Green’s Dictionary of Slang

bowl v.

1. (UK Und.) to notice, to find out.

[UK]Harrington & LeBrunn [perf. Marie Lloyd] It didn’t come off after all 🎵 But his wife, who’d ‘bowled’ him, maybe / Kept him in to nurse the baby.
[UK]O.C. Malvery Soul Market 39: Slip round, my girl, and ‘nob’ ’em, and mind yer bring it all to light, and no weeding, no poling, mind yer, for if yer do, I’m bound to bowl yer.

2. (Aus.) to hit, to beat up.

[Aus]L. Lower Here’s Luck 192: ‘If yer interrupt again Bung’ll bowl yer. Wont yer, Bung?’ ‘Too right, I will,’ muttered Bung, savagely.

3. (N.Z.) to be defeated, to be killed, to seduce.

[UK]F. Keinzly Tangahano 126: ‘Hear Sawndos was bowled last night.’ [...] ‘Did he cop it?’ Wally asked. Sawndos, Judd thought. ‘No. Just rolled.’.
[US] (ref. to WWII) L. Cleveland Dark Laughter 115: For most World War 2 soldiers the concept of death was masked by euphemisms like bowled, hit, kaput.
[NZ]McGill Reed Dict. of N.Z. Sl. 31: bowl To fell a tree or a deer or a pig, or to seduce a woman, eg, for all four, ‘Reckon I bowled her, eh?’.

SE in slang uses

In phrases

bowl from the pavilion end (v.) (also play from the pavilion end) [cricket imagery; no especial gay relevance to the pavilion end (the name of the other end will differ as to the ground, e.g. that at Lords is the ‘Nursery End’ which could be seen as bearing its own poss. paedophile overtones), other than (prob. coincidentally) that the pavilion is likely to contain the lavatories]

to be a male homosexual.

[UK]Guardian Sport 9 Apr. 16: You know [...] that he prefers to bowl from the Pavilion End.
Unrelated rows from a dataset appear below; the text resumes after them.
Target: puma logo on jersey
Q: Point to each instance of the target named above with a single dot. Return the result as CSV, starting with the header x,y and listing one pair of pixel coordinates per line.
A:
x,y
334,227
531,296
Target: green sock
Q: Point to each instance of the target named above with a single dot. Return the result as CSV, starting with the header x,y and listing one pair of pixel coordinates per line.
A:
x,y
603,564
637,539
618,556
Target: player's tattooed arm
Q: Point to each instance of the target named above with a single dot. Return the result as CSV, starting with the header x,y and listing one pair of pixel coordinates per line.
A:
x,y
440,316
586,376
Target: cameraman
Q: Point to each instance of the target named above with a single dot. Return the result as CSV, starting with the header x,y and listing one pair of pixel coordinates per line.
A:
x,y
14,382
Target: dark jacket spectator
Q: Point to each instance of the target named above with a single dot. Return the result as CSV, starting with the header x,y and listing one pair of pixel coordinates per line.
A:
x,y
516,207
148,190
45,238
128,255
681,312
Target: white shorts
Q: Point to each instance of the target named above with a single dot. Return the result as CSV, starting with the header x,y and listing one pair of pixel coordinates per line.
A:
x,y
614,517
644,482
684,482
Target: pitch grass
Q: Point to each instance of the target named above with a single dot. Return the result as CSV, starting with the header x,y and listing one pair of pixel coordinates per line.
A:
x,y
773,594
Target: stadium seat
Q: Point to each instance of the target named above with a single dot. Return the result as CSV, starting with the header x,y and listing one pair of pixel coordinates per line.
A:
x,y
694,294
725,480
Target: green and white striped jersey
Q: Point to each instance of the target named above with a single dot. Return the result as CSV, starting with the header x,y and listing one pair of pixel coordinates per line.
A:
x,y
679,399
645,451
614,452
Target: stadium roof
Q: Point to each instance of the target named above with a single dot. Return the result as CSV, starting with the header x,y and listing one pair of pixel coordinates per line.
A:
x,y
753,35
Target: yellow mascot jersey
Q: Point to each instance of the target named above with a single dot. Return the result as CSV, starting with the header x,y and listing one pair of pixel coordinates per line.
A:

That he’s a friend of Oscar.
‘SludgeWire’ at Metal-Sludge.com 🌐 Are you telling me that there are people that think Paul Stanley might be...gasp...a pillow biter? A crotch goblin? A bowler from the pavilion end? A Cadbury canal engineer?
[UK]Indep. Rev. 1 Oct. 5: Bruno is an ad-man who plays from the pavilion end.
bowl off (v.) [SE bowl, to ride along on wheels]

to die.

[UK]Dickens Pickwick Papers (1999) 103: Poor Quanko – never recovered it – bowled on, on my account –; bowled off, on his own – died, sir.
bowl out (v.) [cricket imagery]

1. to kill.

[UK]Capt. Crumby Letters in the 19th Century No. 273 721: He wished me to be made acquainted with it [i.e. Lord Nelson’s memorandum], that in the event of his being ‘bowl’d out’ I might know how to conduct the ship [OED].

2. (also bawl out) to find out; to be found out.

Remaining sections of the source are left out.